Article <lu8b6vFhjecU1@mid.individual.net>

Deutsch English Français Italiano
<lu8b6vFhjecU1@mid.individual.net>

View for Bookmarking (what is this?)
Look up another Usenet article
Path: ...!news.roellig-ltd.de!open-news-network.org!weretis.net!feeder8.news.weretis.net!fu-berlin.de!uni-berlin.de!individual.net!not-for-mail
From: ted@loft.tnolan.com (Ted Nolan <tednolan>)
Newsgroups: comp.lang.tcl
Subject: Re: Tcl9: source files are interpreted as utf-8 by default
Date: 8 Jan 2025 22:06:24 GMT
Organization: loft
Lines: 250
Message-ID: <lu8b6vFhjecU1@mid.individual.net>
References: <vjhiar$3f9go$1@dont-email.me> <20250108162339.7c04023e@lud1.home> <vlmjs8$2tu2l$1@dont-email.me> <20250108172312.253b829c@lud1.home>
X-Trace: individual.net 2tpKOQqHAljVXJHcn7fs0gnR9qmqMD7Q+MJ4InieJvLEoPAs5N
X-Orig-Path: not-for-mail
Cancel-Lock: sha1:Tm2LTrsPsNAlT3TNGKer5rtQWGM= sha256:dU4cAaJG289/sFajoSRNQ42fQFG0miDNl440jWdIprY=
X-Newsreader: trn 4.0-test76 (Apr 2, 2001)
Bytes: 8223

In article <20250108172312.253b829c@lud1.home>, Luc  <luc@sep.invalid> wrote:
>On Wed, 8 Jan 2025 19:32:24 -0000 (UTC), Rich wrote:
>
>>> Instead of main.tcl sourcing set_encoding.tcl, starter.tcl runs some
>>> 'encoding' command then sources main.tcl. Basically, a wrapper.  
>>
>>Yes, that works.  But then Uwe has to go and "wrapperize" all the 
>>various scripts, on all the various client systems.  So he's back in 
>>the same boat of "major modifications need be made now" as changing all 
>>the launching instances to launch with "-encoding iso-8859".
>
>True, but he has considered that kind of effort. His words:
>
>
>"That means we have to add "-encoding iso8859-1"
>to ALL source and ALL tclsh calls in ALL scripts.
>So far, so good(or bad?)."
>
>"What initially seems quite doable, looks more and more scary
>to me.

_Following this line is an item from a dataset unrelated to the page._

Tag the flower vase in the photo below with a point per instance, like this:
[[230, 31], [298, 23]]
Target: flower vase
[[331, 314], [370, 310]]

First, if we ever may switch encoding to utf-8 we
>have to alter all those lines again."
>
>
>So in my mind, the "customer" accepts (though grudgingly) making 
>large scale changes, but is concerned with possible new changes 
>in the future. A wrapper can handle the future quite gracefully.
>
>
>>I've resisted pointing this one out, but long term, yes, updating all 
>>the scripts to be utf-8 encoded is the right, long term, answer.  But 
>>that belies all the current, short term effort, involved in doing so.
>
>Actually, when I mentioned my migration case, I was also thinking that 
>I could afford to do it because I was migrating to Linux and utf-8 was
>not even the future anymore, it was pretty much the present. But maybe
>running iconv wouldn't be acceptable because Uwe is (I assume) on 
>Windows. Does a Windows user want to convert his files to utf-8? 
>Won't that cause problems if the system is iso-8859-1? Windows still
>uses iso-8859-1, right?
>
>So yes, I guess Tcl9 causes trouble to 8859-1 users. Yes, sounds like 
>it needs some fixing.
>
>More suggestions: how about not using Tcl9 just yet? I'm stil on 8.6
>and the water is fine. Early adopters tend to pay a price. In my case, 
>absent packages.
>
>I have my own special case, I use Debian 9 which only ships 8.6.6 so
>I had to build 8.6.15 from source because I really need Unicode. 
>But for some time I used Freewrap as a single-file batteries included
>Tcl/Tk interpreter. So maybe Uwe should just use a different interpreter, 
>likely just a slightly older version of Tcl/Tk and embrace Tcl9 later.
>
>I wonder if one can hack the encoding issue on the Tcl9 source and 
>rebuild it.
>
>
>-- 
>Luc
>>>
>

FWIW, could check if a source file is utf-8 easily enough.  I wrote
a command to do that based on some code from the web a while ago and
it seemed to work OK for what I needed it for.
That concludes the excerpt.